United States investors are cautioned that while the terms used in the SEC Modernization Rules are substantially similar to CIM Definition Standards, there are differences in the definitions under the SEC Modernization Rules and the CIM Definition Standards. Accordingly, there is no assurance any Mineral Resources that the Company may report as “Measured Mineral Resources”, “Indicated Mineral Resources” and “Inferred Mineral Resources” under NI 43-101 would be the same had the Company prepared the resource estimates under the standards adopted under the SEC Modernization Rules. United States investors are also cautioned that while the SEC will now recognize “measured mineral resources”, “indicated mineral resources” and “inferred mineral resources”, investors should not assume that any part or all of the mineral deposits in these categories would ever be converted into a higher category of Mineral Resources or into Mineral Reserves. Mineralization described by these terms has a great amount of uncertainty as to their existence, and great uncertainty as to their economic and legal feasibility. Accordingly, investors are cautioned not to assume that any “Measured Mineral Resources”, “Indicated Mineral Resources”, or “Inferred Mineral Resources” that the Company reports are or will be economically or legally mineable.

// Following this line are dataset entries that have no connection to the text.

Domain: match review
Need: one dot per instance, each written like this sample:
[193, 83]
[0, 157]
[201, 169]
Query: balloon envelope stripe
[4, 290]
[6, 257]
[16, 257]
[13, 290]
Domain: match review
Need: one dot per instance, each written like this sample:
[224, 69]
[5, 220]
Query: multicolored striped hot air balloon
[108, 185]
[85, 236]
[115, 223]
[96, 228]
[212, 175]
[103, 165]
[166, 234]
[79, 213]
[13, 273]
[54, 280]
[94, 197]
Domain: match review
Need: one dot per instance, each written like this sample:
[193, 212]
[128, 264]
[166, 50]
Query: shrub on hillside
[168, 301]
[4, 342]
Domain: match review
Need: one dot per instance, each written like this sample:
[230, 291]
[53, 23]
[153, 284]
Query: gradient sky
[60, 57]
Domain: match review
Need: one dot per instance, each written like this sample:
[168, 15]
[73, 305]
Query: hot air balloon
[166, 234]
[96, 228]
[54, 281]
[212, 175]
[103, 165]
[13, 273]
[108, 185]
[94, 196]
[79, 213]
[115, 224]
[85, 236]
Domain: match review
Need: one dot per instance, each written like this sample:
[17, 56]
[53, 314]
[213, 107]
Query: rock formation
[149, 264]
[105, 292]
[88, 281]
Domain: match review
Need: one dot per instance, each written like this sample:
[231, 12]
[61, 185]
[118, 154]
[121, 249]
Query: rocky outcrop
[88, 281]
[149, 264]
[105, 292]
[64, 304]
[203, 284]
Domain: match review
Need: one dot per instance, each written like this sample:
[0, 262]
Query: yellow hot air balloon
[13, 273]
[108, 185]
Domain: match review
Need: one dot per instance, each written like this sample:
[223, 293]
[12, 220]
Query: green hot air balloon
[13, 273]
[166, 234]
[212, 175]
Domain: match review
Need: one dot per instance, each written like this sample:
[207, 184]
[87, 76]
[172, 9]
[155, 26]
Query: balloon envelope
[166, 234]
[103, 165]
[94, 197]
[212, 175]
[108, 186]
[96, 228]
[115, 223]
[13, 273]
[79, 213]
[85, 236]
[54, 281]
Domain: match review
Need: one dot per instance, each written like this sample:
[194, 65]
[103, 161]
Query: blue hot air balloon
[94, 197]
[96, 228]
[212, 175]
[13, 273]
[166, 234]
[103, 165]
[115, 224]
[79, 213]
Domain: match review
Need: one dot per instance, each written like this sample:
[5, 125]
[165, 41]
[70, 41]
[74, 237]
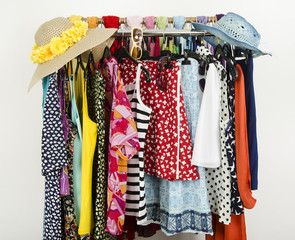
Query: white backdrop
[21, 183]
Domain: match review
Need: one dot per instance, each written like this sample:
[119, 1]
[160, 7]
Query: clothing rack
[212, 19]
[162, 33]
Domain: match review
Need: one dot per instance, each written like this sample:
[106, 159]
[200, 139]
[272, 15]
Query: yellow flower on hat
[58, 45]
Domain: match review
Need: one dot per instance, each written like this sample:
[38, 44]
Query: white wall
[21, 183]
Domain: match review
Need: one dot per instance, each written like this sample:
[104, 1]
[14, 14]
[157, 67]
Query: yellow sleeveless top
[88, 147]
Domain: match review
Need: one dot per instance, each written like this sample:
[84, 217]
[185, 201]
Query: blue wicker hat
[235, 30]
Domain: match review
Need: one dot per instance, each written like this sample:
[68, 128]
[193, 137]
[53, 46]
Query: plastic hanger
[186, 61]
[91, 61]
[218, 52]
[123, 53]
[230, 61]
[106, 53]
[79, 64]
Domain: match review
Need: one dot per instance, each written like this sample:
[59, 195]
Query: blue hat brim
[218, 34]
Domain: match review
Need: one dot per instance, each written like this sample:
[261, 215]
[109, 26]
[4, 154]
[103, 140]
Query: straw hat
[95, 39]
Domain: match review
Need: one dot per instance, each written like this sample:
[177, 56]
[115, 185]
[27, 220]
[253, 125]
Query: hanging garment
[243, 169]
[123, 144]
[131, 228]
[161, 23]
[219, 179]
[113, 22]
[168, 148]
[133, 21]
[88, 147]
[251, 120]
[236, 230]
[135, 197]
[179, 22]
[70, 226]
[182, 206]
[54, 157]
[237, 207]
[207, 151]
[77, 154]
[96, 101]
[150, 24]
[64, 179]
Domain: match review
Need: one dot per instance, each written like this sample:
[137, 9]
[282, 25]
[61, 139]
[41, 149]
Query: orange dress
[242, 153]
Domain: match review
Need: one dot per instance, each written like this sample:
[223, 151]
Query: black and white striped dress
[135, 197]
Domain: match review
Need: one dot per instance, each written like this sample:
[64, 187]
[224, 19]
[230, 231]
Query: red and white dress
[168, 146]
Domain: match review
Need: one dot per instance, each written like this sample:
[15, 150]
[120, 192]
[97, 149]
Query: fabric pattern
[135, 197]
[237, 207]
[68, 205]
[219, 179]
[54, 157]
[173, 205]
[64, 178]
[77, 154]
[86, 223]
[168, 145]
[123, 144]
[247, 68]
[96, 98]
[182, 206]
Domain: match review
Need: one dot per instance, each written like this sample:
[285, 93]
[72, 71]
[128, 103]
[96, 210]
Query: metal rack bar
[163, 33]
[170, 20]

Further, “Inferred Mineral Resources” have a lower level of confidence than that applied to an “Indicated Mineral Resource”, must not be converted to a Mineral Reserve and there is a deal of uncertainty as to their existence and as to whether they can be mined legally or economically. However, it is reasonably expected that the majority of Inferred Mineral Resources could be upgraded to Indicated Mineral Resources with continued exploration. Under Canadian securities laws, estimates of “Inferred Mineral Resources” cannot form the basis of feasibility or other economic studies, except in limited circumstances where permitted under NI 43-101.
In addition, disclosure of “contained ounces” is permitted disclosure under Canadian regulations; however, the SEC has historically only permitted issuers to report mineralization as in-place tonnage and grade without reference to unit measures.